Prologue ~ Italia
Italians mostly refer to Venice as Venezia. But the people from the Veneto call it Venexia in their local dialect.
Chapter Four ~ The Pianist
The piece that Russell plays on the piano by himself is the Italian Concerto by J. S. Bach.
The music that Angelina and Russell dance to is Tango by George Gershwin, composed 1915.
The music Grace and Russell play at their first meeting is Violin Sonata No. 2, in A major by Johannes Brahms, Opus 100, composed 1886.
Chapter Five ~ The Sonata
Known in English as Raphael, Raffaello Sanzio da Urbino (1483-1520) was a painter of the Italian Renaissance.
Chapter Ten ~ The Violinist
The piece that Grace practices in her bedroom as she thinks of Russell is the Siciliana from Violin Sonata No. 1 in G minor, BWV 1001 by J. S. Bach composed 1720.
Chapter Thirteen ~ The Italian Front
The piece that Professor Burneys want Grace and Russell to try is Violin Sonata No. 3, in D minor by Johannes Brahms, Opus 108, composed between 1878 and 1888, First Movement.

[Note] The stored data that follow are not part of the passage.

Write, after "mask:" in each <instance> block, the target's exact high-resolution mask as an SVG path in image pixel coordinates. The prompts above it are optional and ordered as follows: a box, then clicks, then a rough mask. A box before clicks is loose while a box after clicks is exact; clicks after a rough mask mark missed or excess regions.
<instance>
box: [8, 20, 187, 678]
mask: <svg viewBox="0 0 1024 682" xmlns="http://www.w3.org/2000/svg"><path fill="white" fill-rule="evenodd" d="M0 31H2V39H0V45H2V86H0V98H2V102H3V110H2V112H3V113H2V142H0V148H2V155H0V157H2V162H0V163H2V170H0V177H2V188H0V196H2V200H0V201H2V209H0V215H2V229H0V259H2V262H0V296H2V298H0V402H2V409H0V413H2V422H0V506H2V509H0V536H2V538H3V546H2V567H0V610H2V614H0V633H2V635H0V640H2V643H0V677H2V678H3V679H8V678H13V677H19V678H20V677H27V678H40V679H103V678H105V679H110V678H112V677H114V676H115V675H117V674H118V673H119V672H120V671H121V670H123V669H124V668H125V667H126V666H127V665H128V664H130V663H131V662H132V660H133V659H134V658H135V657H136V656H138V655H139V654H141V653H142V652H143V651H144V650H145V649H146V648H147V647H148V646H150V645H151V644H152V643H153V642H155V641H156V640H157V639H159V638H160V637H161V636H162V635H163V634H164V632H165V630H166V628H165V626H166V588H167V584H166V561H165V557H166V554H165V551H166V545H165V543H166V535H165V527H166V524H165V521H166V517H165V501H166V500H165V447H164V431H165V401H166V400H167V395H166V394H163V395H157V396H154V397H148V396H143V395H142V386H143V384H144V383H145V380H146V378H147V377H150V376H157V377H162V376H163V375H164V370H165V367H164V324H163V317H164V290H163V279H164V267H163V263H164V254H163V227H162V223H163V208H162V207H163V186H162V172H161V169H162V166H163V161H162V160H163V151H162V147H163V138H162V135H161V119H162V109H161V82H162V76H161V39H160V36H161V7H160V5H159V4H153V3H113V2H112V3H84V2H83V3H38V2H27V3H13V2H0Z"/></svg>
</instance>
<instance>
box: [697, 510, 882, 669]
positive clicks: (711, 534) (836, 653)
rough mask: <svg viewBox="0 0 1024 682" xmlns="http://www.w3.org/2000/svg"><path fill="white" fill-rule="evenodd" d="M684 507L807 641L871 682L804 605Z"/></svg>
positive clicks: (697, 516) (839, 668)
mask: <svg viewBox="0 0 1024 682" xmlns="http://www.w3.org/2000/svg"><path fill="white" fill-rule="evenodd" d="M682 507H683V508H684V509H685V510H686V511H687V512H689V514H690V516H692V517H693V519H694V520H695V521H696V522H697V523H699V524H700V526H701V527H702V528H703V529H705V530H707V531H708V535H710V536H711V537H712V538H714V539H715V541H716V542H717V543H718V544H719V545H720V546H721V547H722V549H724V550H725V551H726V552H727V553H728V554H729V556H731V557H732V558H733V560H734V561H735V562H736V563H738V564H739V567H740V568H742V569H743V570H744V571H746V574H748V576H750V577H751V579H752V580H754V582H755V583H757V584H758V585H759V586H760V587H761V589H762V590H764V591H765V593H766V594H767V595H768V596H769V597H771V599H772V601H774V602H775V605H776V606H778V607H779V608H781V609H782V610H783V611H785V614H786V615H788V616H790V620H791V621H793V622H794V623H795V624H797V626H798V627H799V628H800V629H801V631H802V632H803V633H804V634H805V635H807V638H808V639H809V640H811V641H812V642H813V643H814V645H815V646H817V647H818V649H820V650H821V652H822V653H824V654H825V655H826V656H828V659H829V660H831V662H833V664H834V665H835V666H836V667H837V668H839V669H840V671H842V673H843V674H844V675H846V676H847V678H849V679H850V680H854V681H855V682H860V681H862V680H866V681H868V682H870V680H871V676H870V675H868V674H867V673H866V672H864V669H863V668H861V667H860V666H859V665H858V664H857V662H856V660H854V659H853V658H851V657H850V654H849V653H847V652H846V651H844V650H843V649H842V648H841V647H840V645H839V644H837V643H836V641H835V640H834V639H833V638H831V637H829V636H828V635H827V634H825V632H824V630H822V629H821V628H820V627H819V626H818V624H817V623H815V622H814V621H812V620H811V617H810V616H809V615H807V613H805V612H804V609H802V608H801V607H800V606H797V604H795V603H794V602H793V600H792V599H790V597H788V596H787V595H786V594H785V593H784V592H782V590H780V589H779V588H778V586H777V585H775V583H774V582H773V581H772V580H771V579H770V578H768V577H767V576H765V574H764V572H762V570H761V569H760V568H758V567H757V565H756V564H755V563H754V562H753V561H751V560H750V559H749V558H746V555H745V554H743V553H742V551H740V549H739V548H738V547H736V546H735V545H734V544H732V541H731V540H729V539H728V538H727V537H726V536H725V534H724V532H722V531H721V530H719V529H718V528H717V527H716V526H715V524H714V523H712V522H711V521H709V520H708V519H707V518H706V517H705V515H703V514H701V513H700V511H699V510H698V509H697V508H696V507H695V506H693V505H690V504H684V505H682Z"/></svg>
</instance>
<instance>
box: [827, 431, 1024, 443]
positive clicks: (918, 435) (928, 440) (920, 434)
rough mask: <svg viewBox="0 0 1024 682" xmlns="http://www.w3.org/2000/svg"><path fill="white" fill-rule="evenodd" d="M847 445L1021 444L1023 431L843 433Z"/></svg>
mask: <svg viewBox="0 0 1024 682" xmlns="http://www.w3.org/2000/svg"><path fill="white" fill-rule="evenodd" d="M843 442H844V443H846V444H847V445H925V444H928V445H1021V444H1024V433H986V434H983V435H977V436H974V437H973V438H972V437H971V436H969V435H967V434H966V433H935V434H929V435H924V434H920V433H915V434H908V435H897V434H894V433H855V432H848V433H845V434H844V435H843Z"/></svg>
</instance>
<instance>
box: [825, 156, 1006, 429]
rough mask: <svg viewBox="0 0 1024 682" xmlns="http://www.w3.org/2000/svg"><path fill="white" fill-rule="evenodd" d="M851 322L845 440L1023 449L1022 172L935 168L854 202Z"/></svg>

Chapter Twenty ~ The Soirée
The pieces that Professor Burneys wants Grace to learn are Violin Concerto in D Major by Johannes Brahms, Opus 77, composed 1878; and Violin Concerto in D Major by Ludwig van Beethoven, Opus 61, composed 1806.
Chapter Twenty-Two ~ The Artiste
Grazia Deledda (1871-1936) was an Italian writer who received the Nobel Prize in literature for writing that captured the struggles of the people of Sardinia, where she was from. La Grazia was published in 1921.
Chapter Twenty-Three ~ The Career
Alma Moodie (1900-1943) was an Australian violinist, regarded as the foremost violinist of her generation during the 1920s and 1930s. She won a scholarship to the Brussels Conservatory when she was a child. In 1919, she met Carl Flesch who took her on as his pupil. Flesh was later to write ‘amongst all the pupils in my course I liked Alma Moodie best.’
Institute of Musical Art in New York City, the predecessor to the Julliard School, was founded in 1905. The Juilliard School was not created until the mid 1920s.
Chapter Twenty-Four ~ The Dressmaker
Gazette du Bon Genre was a fashion magazine published in France from 1912 to 1925 and distributed in the United States by Condé Nast. The title roughly translates as “Journal of Good Style.”
Chapter Twenty-Eight ~ The Lost Mother
The music Grace plays when she’s left alone at home, while Zia Paulina and Violet go to the funeral parlor is Quartet, Opus 33, No 3, by Josef Haydn, beginning, 1st violin part. Part of a series of six string quartets called the “Russian” quartets, it was composed in 1781.
Chapter Thirty-One ~ The Half-Apology
Carl Flesch (1873-1944) was born in Hungary, began the violin at the age of seven, continued his studies in Vienna and Paris, and taught in a variety of places including Bucharest, Amsterdam, Berlin, and Philadelphia. In 1934, after Hitler became Chancellor of Germany, he settled in London. He published a number of instructional books, including Die Kunst der Violin-Spiels (The Art of Violin Playing, 1923) and Das Skalensystem, (The System of Scales) published as a supplement to The Art of Violin Playing. Among his pupils were Bronislaw Gimpel, Ida Haendel, Alma Moodie, Ginette Neveu, Yfrah Neaman, Max Rostal, Henryk Szeryng, Roman Totenberg and Josef Wolfsthal.
The Spartacist uprising, also known as the January uprising, was a general strike in Germany from 4 to 15 January 1919. Similar uprisings occurred and were suppressed in Bremen, the Ruhr, Rhineland, Saxony, Hamburg, Thuringia and Bavaria, and another round of even bloodier street battles occurred in Berlin in March, which led to popular disillusionment with the Weimar Government. Russell’s news is about three years out of date.